Euro takes tumble on ECB rate outlook
(Bloomberg) — The euro had its biggest weekly drop in three months as traders speculated the European Central Bank will slow the pace of its interest-rate increases, after lifting borrowing costs this week for the sixth time in a year.The 12-nation currency stalled after setting a 20-month high earlier against the dollar as the central bank lowered its estimates for inflation in 2007. ECB President Jean-Claude Trichet refrained from using the term “strong vigilance,” which he’d used in the past to signal more rate boosts.
“There was some disappointment over Trichet’s press conference,” said Paresh Upadhyaya, who helps manage $29 billion in currency assets at Putnam Investments in Boston. “We needed to see something more hawkish to send the euro higher.”
The euro dropped 1 percent this week to $1.3203. It touched $1.3367 on December 4, the highest since March 2005. The currency dropped 0.25 percent, the most in three months, to 153.58 yen, and set a record high of 154.18 yen. The dollar rose the most since September against the yen, gaining 0.8 percent to 116.33 yen.
The ECB lifted its benchmark a quarter-percentage point to 3.5 percent on December 7 to stem inflation in the region.
Inflation may range between 1.5 percent to 2.5 percent next year, down from 2.1 percent to 2.3 percent this year, the ECB said. The bank had previously estimated inflation of 1.9 percent to 2.9 percent for next year.
The dollar rebounded from near a 20-month low as government figures showed the US economy added 132,000 jobs in November after a gain of 79,000 workers a month earlier. The median forecast in a Bloomberg News survey was for 100,000 new jobs. The jobless rate rose to 4.5 percent last month from a five-year low of 4.4 percent in October.
“The economy is still robust,” said Alan Ruskin, head of international currency strategy at RBS Greenwich Capital Markets in Greenwich, Connecticut. “It’s a dollar friendly number; this number is absolutely consistent with the Fed sitting comfortably on hold.”
The Federal Reserve kept its benchmark at 5.25 percent the past three meetings, after two years of rate increases. The bank next sets rates on December 12.
Traders in interest-rate futures trimmed bets the Fed will cut borrowing costs by the end of March. Fed funds futures indicate traders see about a 40 percent probability the Fed will reduce rates to 5 percent before April, down from about 100 percent earlier this week.
The US currency also got a boost after US Treasury Secretary Henry Paulson said yesterday a “strong dollar” is in the US interest. Paulson, speaking in an interview with CNBC, also said the economy is growing at a “sustainable” pace.
Paulson’s comments “reinforced some confidence in the US economy,” said Naomi Fink, senior currency strategist at BNP Paribas SA in New York.
Ten-year US Treasury notes yielded 2.86 percentage points more than similar-maturity Japanese government bonds.
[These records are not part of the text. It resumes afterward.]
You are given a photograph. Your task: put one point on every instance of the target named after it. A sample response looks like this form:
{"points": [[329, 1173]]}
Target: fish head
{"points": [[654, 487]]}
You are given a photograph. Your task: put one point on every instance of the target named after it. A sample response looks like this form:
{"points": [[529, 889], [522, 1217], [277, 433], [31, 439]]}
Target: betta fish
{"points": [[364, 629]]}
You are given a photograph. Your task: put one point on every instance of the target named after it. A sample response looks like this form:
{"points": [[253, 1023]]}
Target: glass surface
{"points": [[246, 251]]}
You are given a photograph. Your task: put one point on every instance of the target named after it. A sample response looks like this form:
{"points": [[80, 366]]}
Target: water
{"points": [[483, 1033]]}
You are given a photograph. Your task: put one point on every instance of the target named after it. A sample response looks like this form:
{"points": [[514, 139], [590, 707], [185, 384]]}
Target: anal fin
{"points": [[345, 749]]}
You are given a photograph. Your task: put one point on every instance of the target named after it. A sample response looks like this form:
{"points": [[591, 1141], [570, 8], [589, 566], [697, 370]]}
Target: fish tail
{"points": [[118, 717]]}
The difference widened about 1 basis point this week, after shrinking at one point to 2.82 percentage point, the narrowest this year.
“Higher yields in the US are supporting the dollar,” said Brian Garvey, senior currency strategist in Boston at State Street Global Markets.
Japan’s economy expanded at an annualised 0.8 percent rate in the three months to September 30, the Cabinet Office said yesterday, less than the 2 percent estimated last month.
Machinery orders climbed 2.8 percent from a month earlier, the Cabinet Office said, compared with a 6.2 percent forecast in a Bloomberg survey.
That “probably took a rate hike off the table,” said Scott Schultz, a currency trader at Brown Brothers Harriman & Co. in New York.
The Bank of Japan raised rates in July for the first time in almost six years, to 0.25 percent, and meets next to set rates on December 18.